Hazreti Peygamber bir seferden dönerken, kızı Fatıma onu üstünü
başını temizlerken görür ve "ey babacığım senin bu sıkıntıların ne zaman
bitecek" der. Bunun üzerine Hazreti Peygamber ne zaman ki, Allahın
mesajı ve benim ismim bütün dünyada duyulacak işte o zaman bitecek "
der. Şu günlerde Hazreti Peygamberin örnek şahsiyetini hedef alan
güruhlar karalama kampanyalarına devam etseler de, onu hiç tanımayanlar
dahi üstün şahsiyetini, dürüstlüğünü ve insanlığa verdiği mesajını
tereddütsüz kabul ediyor. Araştırmalar, yine onun en sevilen kişi
olduğunu ortaya koyuyor. Mesajı ise inananların gönlünde ve hayatında
aktif bir kılavuz olarak yaşamaya devam ediyor... Sosyal sorunların,
karanlık eylemlerin, savaşların, katliamların, entrikaların maksimum
düzeyde yaşandığı bir çağa tanıklık ediyoruz. İnsanlar, boşluk,
depresyon, yalnızlık, mutsuzluk, doyumsuzluk ve gelecek kaygısı ile
boğuşurken zamanın nasıl uçup gittiğini anlayamıyorlar. Böyle bir
dünyada bir ışık yakalamak, doğru bir kılavuza tabi olmak ancak aklı
selim insanların yapabileceği bir şeydir. Hamdolsun Müslüman toplumlar
yaşamlarını istila eden hainlere rağmen Hazreti Peygamberin sünnetine
tutunmaya devam ediyorlar.
Bildiğiniz üzere, yeni eğitim sisteminde Hazreti Peygamberin hayatı
en fazla tercih edilen derslerden biri oldu. Çünkü bu toplum, yaşam
tarzı olarak bir kokuşmuşluğun içine sürüklense de, geçmişinden süzülüp
gelen bir kültürün ve medeniyetin izlerini taşıyor. Özüne dönecek bir
çıkış yolu arıyor. Çocuklarını kurtaracak ve aydınlık bir geleceğe
taşıyacak olan yegane örnek şahsiyetin ise Hazreti Peygamber olduğunu
biliyor...
Sevginin tezahürü ile öfkenin tezahürü farklıdır. Hazreti Peygamber
bunca karalama kampanyalarına, yasaklara ve baskılara rağmen en sevilen
insan ve örnek alınan şahşiyet olarak insanlara yol göstermeye devam
ediyor. İşte burada gerçek bir sevginin tezahürünü görüyoruz.
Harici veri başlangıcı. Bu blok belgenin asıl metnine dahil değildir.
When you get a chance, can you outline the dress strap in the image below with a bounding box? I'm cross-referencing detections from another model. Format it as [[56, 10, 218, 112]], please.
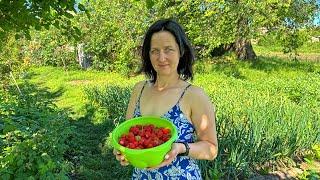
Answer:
[[177, 84, 191, 104], [137, 81, 148, 105]]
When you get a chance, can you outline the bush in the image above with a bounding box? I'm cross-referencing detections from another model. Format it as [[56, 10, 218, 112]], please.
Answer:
[[0, 83, 72, 179]]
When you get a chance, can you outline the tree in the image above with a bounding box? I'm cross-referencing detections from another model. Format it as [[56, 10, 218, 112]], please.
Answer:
[[0, 0, 87, 89], [0, 0, 87, 45]]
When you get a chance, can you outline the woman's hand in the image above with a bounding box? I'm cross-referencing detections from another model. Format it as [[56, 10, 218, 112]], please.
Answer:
[[147, 143, 184, 170], [113, 149, 129, 166]]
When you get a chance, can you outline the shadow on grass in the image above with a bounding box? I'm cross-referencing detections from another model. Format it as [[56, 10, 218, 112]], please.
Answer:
[[66, 86, 132, 179], [250, 56, 320, 74]]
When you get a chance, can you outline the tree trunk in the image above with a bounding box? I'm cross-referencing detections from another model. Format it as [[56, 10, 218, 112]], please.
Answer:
[[234, 38, 257, 60]]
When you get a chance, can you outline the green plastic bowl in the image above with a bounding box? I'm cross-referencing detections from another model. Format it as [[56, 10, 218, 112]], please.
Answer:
[[111, 116, 178, 168]]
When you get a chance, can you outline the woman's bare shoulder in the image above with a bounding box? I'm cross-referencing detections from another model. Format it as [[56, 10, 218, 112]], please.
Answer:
[[133, 81, 146, 93], [186, 85, 211, 104]]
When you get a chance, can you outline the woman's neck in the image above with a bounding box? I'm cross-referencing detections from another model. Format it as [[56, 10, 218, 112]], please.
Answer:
[[154, 74, 180, 91]]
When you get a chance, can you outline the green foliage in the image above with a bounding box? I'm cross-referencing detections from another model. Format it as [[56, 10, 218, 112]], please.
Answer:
[[0, 0, 86, 43], [0, 83, 72, 179], [85, 86, 131, 123], [73, 56, 320, 179], [24, 27, 78, 70]]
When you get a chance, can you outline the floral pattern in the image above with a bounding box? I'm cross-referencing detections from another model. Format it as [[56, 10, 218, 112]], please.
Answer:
[[132, 94, 202, 180]]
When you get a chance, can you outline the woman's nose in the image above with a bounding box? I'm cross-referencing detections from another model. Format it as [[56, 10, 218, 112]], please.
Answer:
[[159, 51, 166, 62]]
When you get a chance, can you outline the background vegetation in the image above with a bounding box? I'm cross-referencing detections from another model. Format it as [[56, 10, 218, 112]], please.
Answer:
[[0, 0, 320, 179]]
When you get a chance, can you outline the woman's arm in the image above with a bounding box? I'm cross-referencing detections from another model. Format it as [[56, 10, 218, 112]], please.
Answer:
[[186, 87, 218, 160], [149, 86, 218, 169], [126, 81, 145, 119], [113, 81, 145, 166]]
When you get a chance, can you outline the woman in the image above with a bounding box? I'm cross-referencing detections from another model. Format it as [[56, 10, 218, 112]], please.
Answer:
[[114, 19, 218, 179]]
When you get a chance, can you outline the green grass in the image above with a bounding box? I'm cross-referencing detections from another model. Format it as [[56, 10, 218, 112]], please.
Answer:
[[26, 57, 320, 179], [30, 67, 142, 117]]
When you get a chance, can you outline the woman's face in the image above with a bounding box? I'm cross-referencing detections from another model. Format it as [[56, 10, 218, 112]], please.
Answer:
[[149, 31, 180, 76]]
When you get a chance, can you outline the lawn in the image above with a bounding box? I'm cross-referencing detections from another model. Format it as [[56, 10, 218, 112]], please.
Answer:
[[24, 53, 320, 179]]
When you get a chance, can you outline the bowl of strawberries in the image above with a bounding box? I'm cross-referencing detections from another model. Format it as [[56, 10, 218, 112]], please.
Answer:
[[111, 116, 178, 168]]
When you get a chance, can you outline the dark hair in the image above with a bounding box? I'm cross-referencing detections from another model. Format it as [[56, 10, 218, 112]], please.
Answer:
[[140, 19, 194, 82]]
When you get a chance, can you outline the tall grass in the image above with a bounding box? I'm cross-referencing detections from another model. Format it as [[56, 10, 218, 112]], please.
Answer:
[[79, 58, 320, 179], [27, 57, 320, 179]]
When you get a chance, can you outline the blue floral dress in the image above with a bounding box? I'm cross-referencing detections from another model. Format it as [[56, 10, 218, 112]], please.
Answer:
[[132, 81, 202, 180]]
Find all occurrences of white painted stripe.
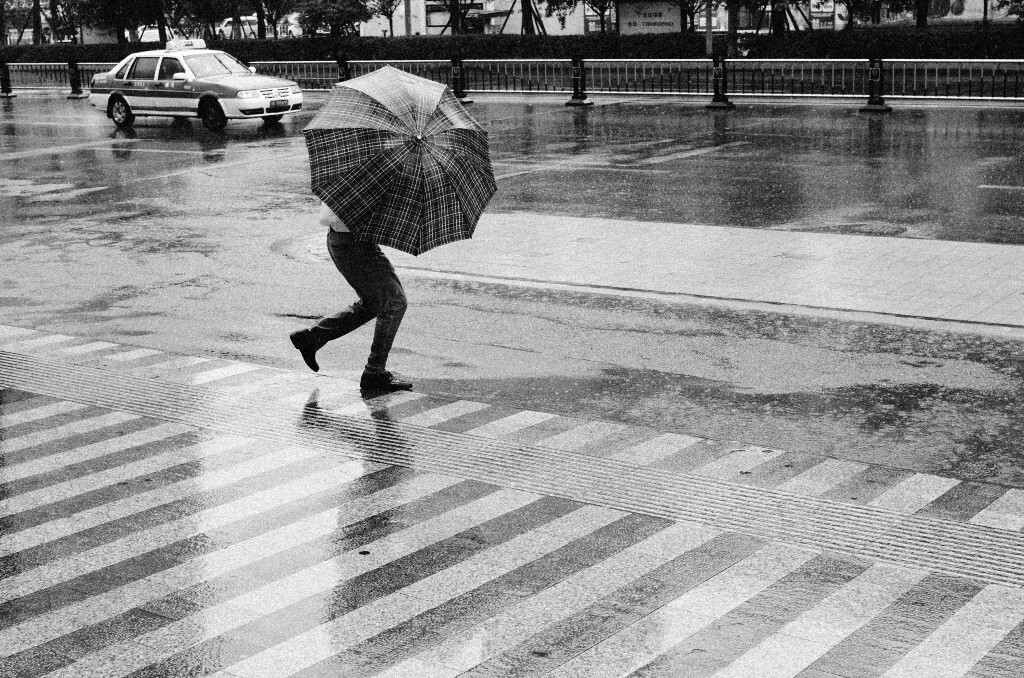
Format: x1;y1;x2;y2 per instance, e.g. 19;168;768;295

Korku ile verilen şeyin bereketi ve kalıcılığı yoktur, bu şekilde
verdiğiniz bilgi ve yaşam anlayışı kalıcı olamadığı gibi insanların
gönüllerinde bir sevgiye de dönüşemez. Gerçek anlamda sevilen kişi ise
ne kadar baskı oluşturulursa oluşturulsun terk edilmez. Ama, gün gelir
zaman ve mekan uygun hale geldiğinde ilk önce korku ile verilen terk
edilir. Sevgi ile verilen ise en zor zamanlarda dahi terk edilmez.
Seksen yıldır bizlere, neyin iyi neyin kötü, neyin değerli ya da
değersiz olduğunu tepeden inme bir yaklaşımla emrettiler bunun da
ötesinde baskı ve dayatma yoluna gittiler. Ama hiçbiri işe yaramadı...
Çünkü bizler, sadece Allahın tavsiye ettiğini sever ve bunun için çaba
gösteririz. Elbette insanlarımız zaman zaman tıkanma noktasına geliyor
ve özünden uzaklaşabiliyor. Çünkü Müslüman halk üzerinde yoğun bir
sendrom oluşturulmaya çalışıyor. Ama bu toplumun bağrından çıkan ahlak
ve maneviyat filizleri küçük bir kıpırtı ile yeniden diriliyor.